I’m no stranger to having to pick myself up and dust myself off. In 2019 I severely damaged my knee playing in goal for my local football team. But we were three matches away from winning the triple, so I played on, resulting in severe damage to my knee – although we did win all three trophies! 

This time it felt more personal. It wasn’t a sporting injury that knocked me off my feet. It was four months of furlough followed by redundancy. And that took so many things from me that are critical to my identity. 

So, I did the only thing I thought was viable, I started out on my own. I registered my new marketing company and set about winning work. Our first big contract was for betting company PaddyPower. Not bad for a start-up eh?

But here’s the tough bit. It’s not about the hustle. It’s not about how good you are at selling yourself. It’s not even about the brilliant ideas. Whether you win or lose in this current economy is about how many times you can go down, and then get back up again. 
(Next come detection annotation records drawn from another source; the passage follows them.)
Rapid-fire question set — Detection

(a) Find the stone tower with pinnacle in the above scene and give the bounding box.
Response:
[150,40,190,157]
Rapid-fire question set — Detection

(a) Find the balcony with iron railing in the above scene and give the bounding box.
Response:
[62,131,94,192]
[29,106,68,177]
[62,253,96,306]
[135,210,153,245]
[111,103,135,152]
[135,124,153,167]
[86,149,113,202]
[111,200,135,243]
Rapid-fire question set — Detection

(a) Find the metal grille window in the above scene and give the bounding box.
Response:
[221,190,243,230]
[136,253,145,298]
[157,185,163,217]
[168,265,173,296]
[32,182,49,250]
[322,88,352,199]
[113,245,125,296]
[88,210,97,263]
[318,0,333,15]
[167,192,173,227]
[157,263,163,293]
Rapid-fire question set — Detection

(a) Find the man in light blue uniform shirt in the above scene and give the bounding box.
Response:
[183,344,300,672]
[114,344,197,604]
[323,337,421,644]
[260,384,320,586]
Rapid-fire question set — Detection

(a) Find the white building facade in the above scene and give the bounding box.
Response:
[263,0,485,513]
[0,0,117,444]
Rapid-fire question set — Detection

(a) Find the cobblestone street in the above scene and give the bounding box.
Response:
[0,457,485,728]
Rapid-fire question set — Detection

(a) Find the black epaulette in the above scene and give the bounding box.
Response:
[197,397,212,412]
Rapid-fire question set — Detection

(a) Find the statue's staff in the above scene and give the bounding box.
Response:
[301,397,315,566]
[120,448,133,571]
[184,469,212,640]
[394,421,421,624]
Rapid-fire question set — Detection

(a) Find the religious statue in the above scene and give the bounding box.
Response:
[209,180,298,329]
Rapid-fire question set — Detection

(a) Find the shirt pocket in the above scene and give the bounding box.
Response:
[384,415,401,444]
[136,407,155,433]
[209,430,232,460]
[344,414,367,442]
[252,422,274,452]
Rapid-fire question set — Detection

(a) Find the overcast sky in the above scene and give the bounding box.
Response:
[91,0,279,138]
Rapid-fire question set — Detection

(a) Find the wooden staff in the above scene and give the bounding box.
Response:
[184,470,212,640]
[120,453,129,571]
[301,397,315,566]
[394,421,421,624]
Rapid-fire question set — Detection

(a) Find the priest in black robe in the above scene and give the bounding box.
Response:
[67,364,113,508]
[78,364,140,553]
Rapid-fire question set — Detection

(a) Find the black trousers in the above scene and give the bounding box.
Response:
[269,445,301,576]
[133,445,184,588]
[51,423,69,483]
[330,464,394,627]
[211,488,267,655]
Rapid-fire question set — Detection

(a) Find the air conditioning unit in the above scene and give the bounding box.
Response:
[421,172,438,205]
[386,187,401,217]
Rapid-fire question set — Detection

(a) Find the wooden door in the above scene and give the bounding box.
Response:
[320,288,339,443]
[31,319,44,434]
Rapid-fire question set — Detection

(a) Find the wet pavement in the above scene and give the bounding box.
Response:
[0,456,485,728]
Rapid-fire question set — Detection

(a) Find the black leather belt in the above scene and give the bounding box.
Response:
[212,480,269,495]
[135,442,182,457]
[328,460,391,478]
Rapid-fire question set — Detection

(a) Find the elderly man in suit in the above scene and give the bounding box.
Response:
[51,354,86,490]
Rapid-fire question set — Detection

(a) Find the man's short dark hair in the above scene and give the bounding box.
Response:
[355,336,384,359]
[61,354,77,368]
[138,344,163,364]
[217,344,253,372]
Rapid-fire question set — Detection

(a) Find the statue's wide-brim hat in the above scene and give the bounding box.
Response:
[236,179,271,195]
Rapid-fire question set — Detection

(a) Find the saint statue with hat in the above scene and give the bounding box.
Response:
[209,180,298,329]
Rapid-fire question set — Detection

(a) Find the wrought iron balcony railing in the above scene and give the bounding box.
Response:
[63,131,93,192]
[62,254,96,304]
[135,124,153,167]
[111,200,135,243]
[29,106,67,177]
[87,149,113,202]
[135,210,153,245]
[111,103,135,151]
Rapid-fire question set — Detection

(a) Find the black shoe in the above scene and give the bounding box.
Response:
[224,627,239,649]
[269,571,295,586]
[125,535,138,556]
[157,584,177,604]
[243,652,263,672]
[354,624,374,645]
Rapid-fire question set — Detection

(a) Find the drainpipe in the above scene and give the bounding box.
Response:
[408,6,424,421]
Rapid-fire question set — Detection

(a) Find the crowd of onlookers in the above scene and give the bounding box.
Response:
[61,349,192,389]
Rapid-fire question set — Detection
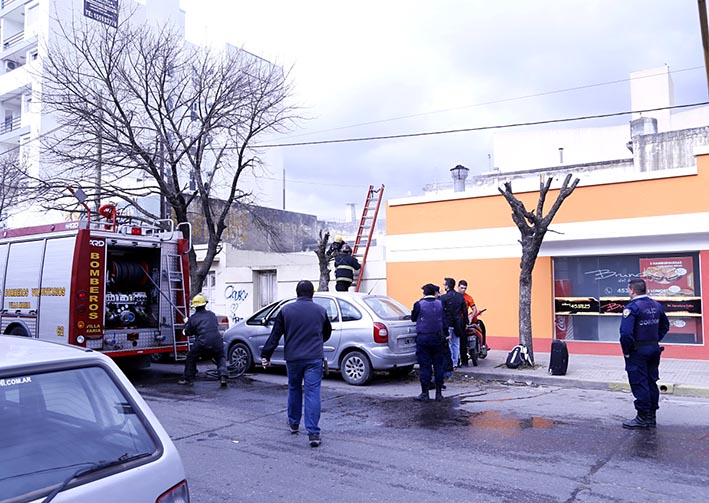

Four months on and I’ve learned:

  • Asking for help isn’t weak, it’s actually the strongest thing you can do.
  • There’s no shame in struggling with your mental health. We need to reject the idea that real men don’t cry, or that it’s weak to show emotion.
  • People want to help. Talk to as many of your trusted network as possible. Think of yourself as a farmer, you’re sowing seeds and it might take some time before the harvest is ready.
  • There are good days and bad days. It’s okay to have the odd day when you feel the only thing you can do is spend the day on the sofa watching Netflix! But if that continues and it becomes the only thing you can cope with doing, it’s time to ask for some proper help.
  • Everyone has their own definition of success. It’s not about comparing yourself to others and deciding who wins, it’s about choosing your own success factors and focusing on those. 

For me, long-term success is being able to provide for my mum who has spent all my life making sacrifices to provide for me. I want her to never have to worry about money, and I’ll do anything to turn that into reality. In the short-term it’s about paying the bills and building a team of trusted associates to work with me.

I’ll look back on 2020 as a defining year. One that taught me I had deeper reserves than I thought possible, that showed me who is really in my corner, and that opened up a million possibilities. I just need to keep getting back up again while I chase after them.